C'est cette dernière qui a le plus été mise en avant par l'exécutif et les média, puisque le maximum obtensible passera de 2500 à 4000 € , sous condition de figurer parmi les 20% les plus modestes. D'après le Huffington Post, il aurait finalement dit que la hausse de cette prime bénéficierait aux deux premiers déciles. Cela correspond aux Français gagnant moins de 12500 € par an, soit moins de 1041,67 € par mois. Autrement dit, des salariés payés au SMIC obtiendront nécessairement moins de 4000 €, puisque le SMIC est aujourd'hui de 1148,96 €
Etonnant, puisqu'Edouard Philippe annonçait, au même moment, qu'un couple de Français de trois enfants au SMIC serait bénéficiaire de cette prime, et qu'il pourrait en être de même pour un couple avec deux enfants dont l'un des adultes toucherait 1,8 SMIC. Une incertitude, alors que les cas cités précédemment, sont incontestablement des situations précaires. Intéressons-nous maintenant aux prix des véhicules. Voici des tableaux indiquant les prix les moins chers du marché pour les véhicules hybrides et électriques disponibles en France :
Il n'est pas anodin de réitérer les recherches pour une citadine, un break, un utilitaire ou un 4x4, parce que pour certaines professions, une voiture n'est pas qu'un moyen de locomotion, mais un outil de travail indispensable. Pensons, par exemple, à des commerçants habitués des marchés, ou à n'importe quel artisan, qui n'aura aucun intérêt à acheter une citadine, mais préfèrera un break ou, encore plus adapté, un utilitaire.

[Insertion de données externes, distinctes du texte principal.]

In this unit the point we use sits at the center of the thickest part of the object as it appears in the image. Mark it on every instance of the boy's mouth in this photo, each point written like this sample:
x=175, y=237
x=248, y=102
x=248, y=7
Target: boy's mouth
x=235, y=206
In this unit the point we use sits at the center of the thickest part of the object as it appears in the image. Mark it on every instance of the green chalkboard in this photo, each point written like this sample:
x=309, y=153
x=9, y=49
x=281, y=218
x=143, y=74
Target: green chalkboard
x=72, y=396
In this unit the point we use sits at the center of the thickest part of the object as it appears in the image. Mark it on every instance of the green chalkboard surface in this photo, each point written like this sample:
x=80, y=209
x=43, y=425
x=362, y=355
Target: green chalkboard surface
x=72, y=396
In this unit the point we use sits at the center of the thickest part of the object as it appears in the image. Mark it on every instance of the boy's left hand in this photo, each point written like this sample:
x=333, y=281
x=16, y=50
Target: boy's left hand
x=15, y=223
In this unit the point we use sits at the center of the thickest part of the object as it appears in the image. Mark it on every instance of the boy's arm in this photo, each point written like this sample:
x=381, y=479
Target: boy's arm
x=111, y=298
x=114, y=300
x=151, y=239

Notons d'abord que les hommes politiques de premier plan qui ont jugé la mesure inutile (Marine Le Pen, Jean-Luc Mélenchon, Nicolas Dupont-Aignan) ont eu tendance à exagérer le prix des voitures électriques : "au bas mot 22 000 €" pour Marine Le Pen, "20 000 €" pour Nicolas Dupont-Aignan sur LCI... Et que si on peut parler d'un grossier arrondi du prix du neuf, sur le marché de l'occasion, c'est tout à fait autre chose. L'opposition partisane est donc disqualifiée sur le fond et sur ce point.

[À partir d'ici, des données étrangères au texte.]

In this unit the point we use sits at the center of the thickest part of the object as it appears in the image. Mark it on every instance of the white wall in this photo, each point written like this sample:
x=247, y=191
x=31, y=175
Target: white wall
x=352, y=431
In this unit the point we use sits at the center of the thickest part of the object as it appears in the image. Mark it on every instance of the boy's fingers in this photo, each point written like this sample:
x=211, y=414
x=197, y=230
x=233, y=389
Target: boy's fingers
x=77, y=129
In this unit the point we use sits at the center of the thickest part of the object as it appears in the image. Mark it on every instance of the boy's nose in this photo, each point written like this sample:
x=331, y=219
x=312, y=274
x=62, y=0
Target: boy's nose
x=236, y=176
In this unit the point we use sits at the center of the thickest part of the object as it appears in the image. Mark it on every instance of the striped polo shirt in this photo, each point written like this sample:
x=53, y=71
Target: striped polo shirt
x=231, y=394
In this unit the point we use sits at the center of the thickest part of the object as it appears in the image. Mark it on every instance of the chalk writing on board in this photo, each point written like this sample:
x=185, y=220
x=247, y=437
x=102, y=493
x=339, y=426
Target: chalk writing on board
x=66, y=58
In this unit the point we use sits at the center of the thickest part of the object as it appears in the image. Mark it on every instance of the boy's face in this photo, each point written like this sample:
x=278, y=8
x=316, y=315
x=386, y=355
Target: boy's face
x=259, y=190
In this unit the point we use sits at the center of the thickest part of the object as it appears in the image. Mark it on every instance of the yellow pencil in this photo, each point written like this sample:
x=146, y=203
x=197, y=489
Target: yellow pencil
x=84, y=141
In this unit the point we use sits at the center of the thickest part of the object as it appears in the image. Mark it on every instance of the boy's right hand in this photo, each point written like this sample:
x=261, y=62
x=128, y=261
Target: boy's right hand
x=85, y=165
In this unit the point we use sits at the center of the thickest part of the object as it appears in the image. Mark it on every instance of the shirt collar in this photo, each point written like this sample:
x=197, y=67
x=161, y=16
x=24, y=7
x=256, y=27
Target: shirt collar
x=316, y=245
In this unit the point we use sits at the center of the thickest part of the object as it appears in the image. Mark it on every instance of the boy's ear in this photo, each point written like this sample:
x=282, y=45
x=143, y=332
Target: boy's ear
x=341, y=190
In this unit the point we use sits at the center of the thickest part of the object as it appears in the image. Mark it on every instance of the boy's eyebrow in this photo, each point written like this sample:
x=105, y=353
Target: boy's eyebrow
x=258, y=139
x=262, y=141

En revanche, l'on constate que les prix indiqués pour l'occasion correspondent à des véhicules ayant déjà un certain âge, donc passibles d'être interdits dans certaines villes dans quelques années. Est-ce plus intéressant d'acheter un véhicule à 5000 € pour quatre ans, ou un véhicule à 15 000 € pour vingt ans ? Le choix est sans équivoque, quelque soit le budget du ménage concerné.

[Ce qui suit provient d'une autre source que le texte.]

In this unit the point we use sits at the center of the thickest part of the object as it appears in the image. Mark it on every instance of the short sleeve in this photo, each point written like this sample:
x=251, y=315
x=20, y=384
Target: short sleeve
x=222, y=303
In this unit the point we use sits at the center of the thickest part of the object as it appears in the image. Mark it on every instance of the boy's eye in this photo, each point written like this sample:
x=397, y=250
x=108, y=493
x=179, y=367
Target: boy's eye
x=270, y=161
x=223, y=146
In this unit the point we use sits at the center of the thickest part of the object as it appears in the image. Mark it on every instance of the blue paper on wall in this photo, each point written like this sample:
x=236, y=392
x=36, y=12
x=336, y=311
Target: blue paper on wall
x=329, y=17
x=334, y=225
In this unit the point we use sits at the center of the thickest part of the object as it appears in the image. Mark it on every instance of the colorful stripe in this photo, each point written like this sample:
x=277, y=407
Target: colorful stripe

C'est donc plutôt vers 15 000 € que l'on va trouver des véhicules d'occasion, utilisant l'une de ces deux technologies, et doté d'un jeune âge. Finalement, l'occasion est à peine plus intéressant que le neuf, et surtout, moins fiable, car sujet à des arnaques.
Pour les tarifs considérés (de 15 000 à 22 000 €), il convient de mentionner que les personnes ciblées par la hausse de la prime de reconversion touchent moins du dixième du prix d'achat de ces voitures. Il leur sera donc très chronophage d'économiser pour s'acheter un nouveau véhicule, puisqu'au 1040 € de salaires, il faut enlever le loyer (pour un couple hors Île-de-France il peut s'agir de loyers entre 700 et 1000 €, voire plus, à diviser par deux en cas de partage), la consommation alimentaire (à laquelle s'ajoute celle des enfants) et les frais annexes : imposition, abonnements téléphone et/ou internet... Tout cela mis bout à bout, ne laisse plus grand chose des 1040 € de salaire, même multipliés par deux dans le cas d'un couple. Selon les cas, impossible de mettre de l'argent de côté, et la hausse des taxes sur les carburants ne fait qu'aggraver la situation. Le prix du baril de pétrole a déjà beaucoup augmenté ; il n'était donc pas forcément pertinent de faire passer la différence de prix, de très grande, à énorme. La hausse de la prime de reconversion ne va donc réellement profiter qu'à très peu de personnes.